The claim comes just days after inventor James Dyson, who heads the Wiltshire firm, was named the richest person in the south west, with his £1.05m fortune putting him at number 39 nationally in the Sunday Times Rich List.

The firm's deputy chairman, Sir Richard Needham, told MPs that 1.45 million extra vacuum cleaners are rolling off production lines after manufacturing was switched to south east Asia three years ago.

Sir Richard's claims will anger the 865 workers whose jobs were axed when the company made the changes at its Malmesbury site.

Nearly all of the company's production now takes place in factories in southern Malaysia, although an estimated 1,200 workers remain employed at

the firm's Malmesbury head office, where research and engineering is still based.

Sir Richard, a former Tory trade minister, admitted to a powerful committee of MPs that labour costs in Wiltshire cannot compete with Malaysia

where some manufacturing workers earn as little as £1.50 per day.

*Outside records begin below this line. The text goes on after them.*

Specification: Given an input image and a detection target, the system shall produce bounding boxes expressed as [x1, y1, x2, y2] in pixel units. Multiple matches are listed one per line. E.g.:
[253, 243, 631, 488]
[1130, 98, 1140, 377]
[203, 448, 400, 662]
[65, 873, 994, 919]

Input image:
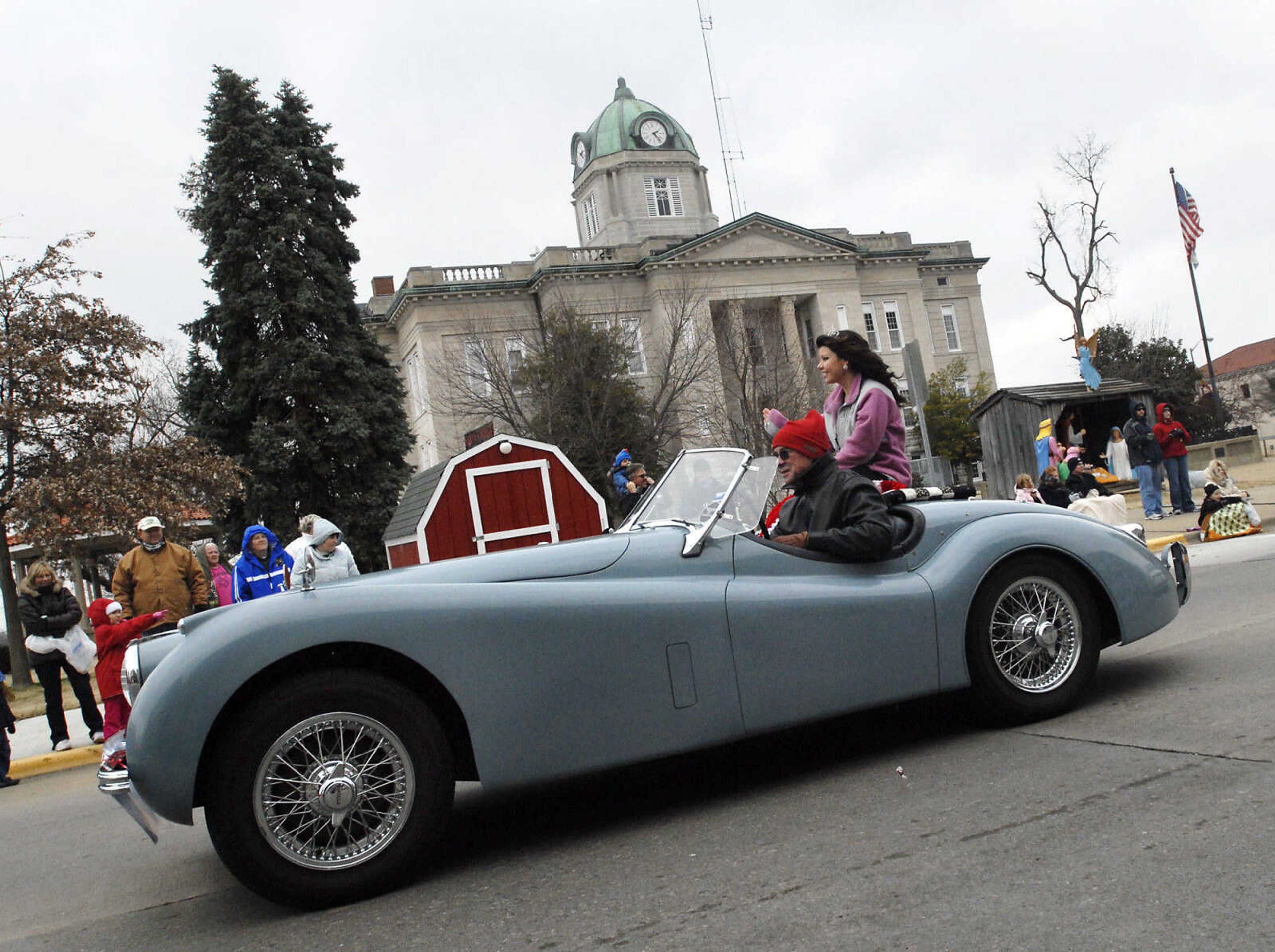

And he said the main reason the company transferred production from Malmesbury was because of a lack of reliable suppliers.

He told the Trade and Industry Committee: "One of the major problems we had in manufacturing in the UK was a real sparsity of efficient, quality subcontractors.

"We were getting parts from Germany, Italy, France, Scotland, Wales, Ireland, wherever and we were just not able to get either the quality or the reliability from our European base.

"Now we are manufacturing in southern Malaysia, 90 per cent of our subcontractors and their subcontractors come from within 90 miles."

The MPs' report, which was published this week, warns that Dyson's survival in Malaysia totally relies on the fortunes of its subcontractors.

"Dyson's position would be untenable if either of its main subcontractors closed down or reneged on the contract, but both subcontractors depended on

on Dyson for a substantial proportion of their business and had made large investments in order to supply Dyson."

The MPs said they had been told the company had benefited from the speed of the Malaysian planning process and the availability land for industrial use.

During his evidence session last year, Sir Richard revealed Dyson would like to return to Europe if the company developed products requiring very sophisticated skills.